Scientists from China and Canada have successfully transplanted a human kidney after the organ’s blood type was converted from type A to the universal type O using special enzymes for the first time.

After being transplanted into a recipient who had been diagnosed with brain death, the enzyme-converted kidney functioned for at least two days without signs of hyperacute rejection.

This conversion could overcome the barrier of having to match donor and recipient blood types for transplants, which could help shorten waiting list times as the world grapples with organ shortages.

“The shortage of donated organs for transplantation has resulted in lengthy waiting lists and consequent deaths,” the team wrote in a paper published in the peer-reviewed journal Nature Biomedical Engineering on October 3.

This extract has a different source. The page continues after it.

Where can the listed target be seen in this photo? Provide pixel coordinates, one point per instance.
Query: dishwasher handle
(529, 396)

“Even when organs are available, substantial challenges exist with the equality of organ allocation,” said the team, which was led by researchers from the University of British Columbia (UBC) and West China Hospital of Sichuan University.

“While transplantation of engineered animal organs offers some hope for the future, this remains many years away from general practice owing to the recent failure of engineered pig hearts and kidneys in humans, meaning that more efficient use of the available human organ pool is needed.”

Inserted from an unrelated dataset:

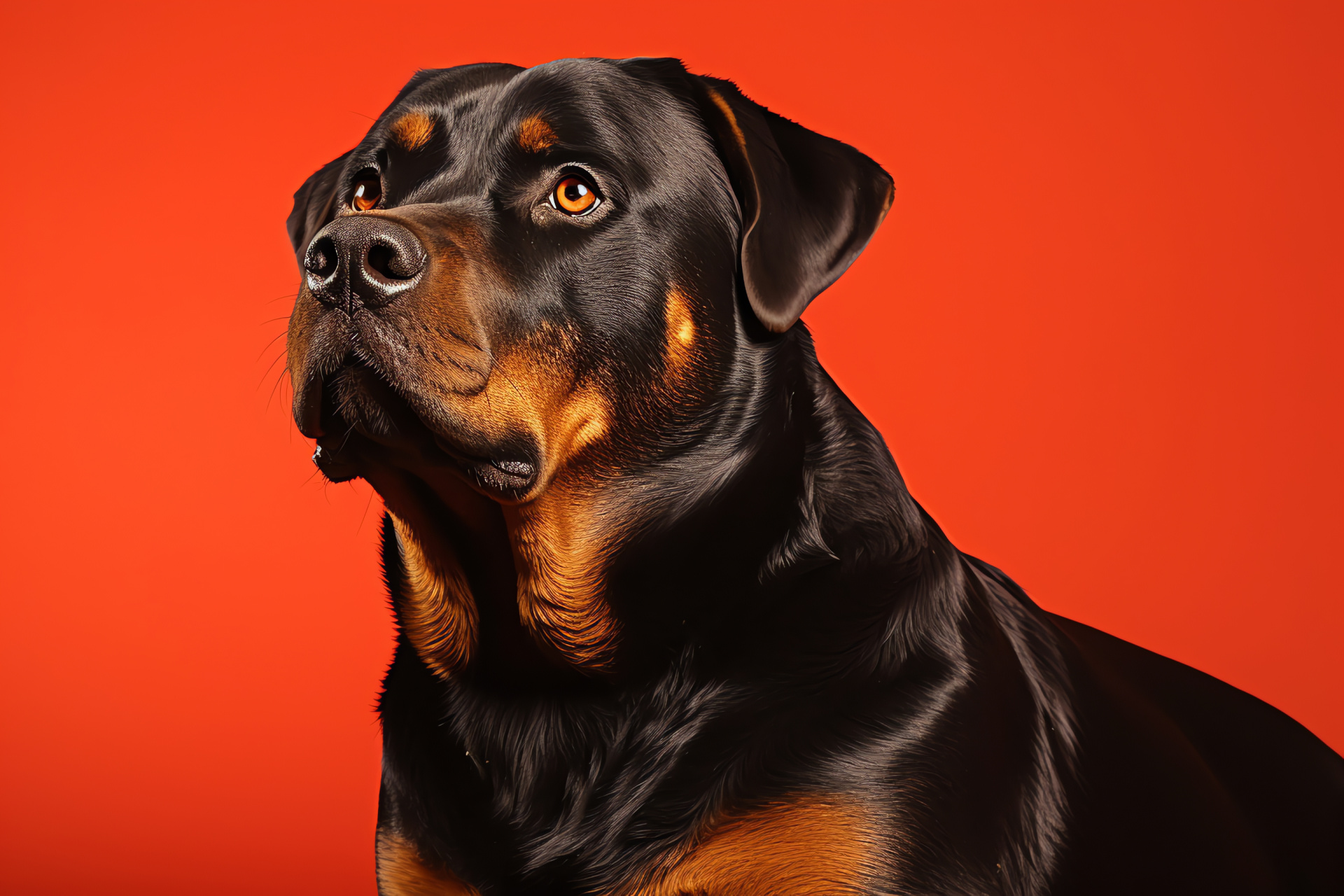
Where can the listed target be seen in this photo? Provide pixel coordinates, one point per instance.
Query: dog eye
(369, 190)
(574, 197)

Transplants are still the most suitable treatment for patients with end-stage kidney disease, a chronic, irreversible condition in which the kidneys no longer function well enough to meet the body’s needs.

For a match to be made between a transplant donor and recipient, doctors look at blood type and a handful of key human leucocyte antigens (HLA) – proteins on the surface of a cell that help the immune system distinguish foreign substances.

People have different blood types – A, B, AB or O – depending on the presence of specific antigens on the red blood cells, as well as antibodies in the plasma.

Those with type A blood have A antigens and anti-B antibodies, while those with type B have B antigens and anti-A antibodies, meaning they are unable to directly donate blood or organs to one another.

People with type O blood lack A and B antigens on their red blood cells, meaning they can serve as donors for A, B and AB recipients. Those with O negative blood in particular are universal donors, as they lack another antigen, the Rh factor, also used in blood typing.

People with type O blood have both anti-A and anti-B antibodies, so they can only receive blood or organs from other type O donors.

The need to match both blood type and HLA antigens means many patients, particularly those with type O blood, have to wait years to find a suitable donor, and some die before a match is found.

One method to overcome blood type incompatibility is to use desensitisation therapies on a recipient before the transplant, which lowers their pre-existing anti-blood group antibodies and suppresses the immune system to allow for a transplant from an incompatible donor.

As this process is demanding on the recipient and takes days, it is only practical for transplants from a living donor.

The research team – which also included scientists from the Second Affiliated Hospital of Chongqing Medical University, the Chinese Academy of Sciences and the China Telecom Corporation Sichuan Branch – instead presented a donor-centric approach to this issue.

In 2019, the team members from the University of British Columbia discovered type A to O conversion enzymes that could remove more than 98 per cent of the A antigens from the inner lining of blood vessels in the lung.

“These enzymes are highly active, highly selective and work at very low concentrations,” Jayachandran Kizhakkedathu, study author and a professor at UBC, said in a university news release on October 3.

In 2022, the enzymes were used to convert whole lungs, which brought up the question of whether converted organs could survive in a human body. The answer came in 2023 while Kizhakkedathu was on an overseas trip.

“Our collaborators showed me their data where, using our enzymes, they had converted a human kidney and transplanted it into a brain-dead recipient. It was working beautifully,” he said.

Using a machine that helped to preserve donor organs by pumping them with specialised solutions, the team could use the enzymes to convert a type A kidney in just two hours.

The converted kidney was then transplanted into an elderly type O recipient whose brain had ceased to function. Although the kidney showed no signs of rejection in the first two days post-transplant, its function deteriorated in the days after as some blood type markers re-emerged.

The authors noted the deterioration could, in part, have been because of the recipient’s critical condition and the multiple biopsies performed on the kidney during this period, which would not normally take place in a clinical setting.

The researchers said further studies would also need to be conducted with a longer follow-up time to better evaluate this transplant model.

“However, this graft-to-human model uniquely provides significant and valuable information that was previously unavailable and that cannot realistically be gathered from animal models or in vitro studies,” the team said.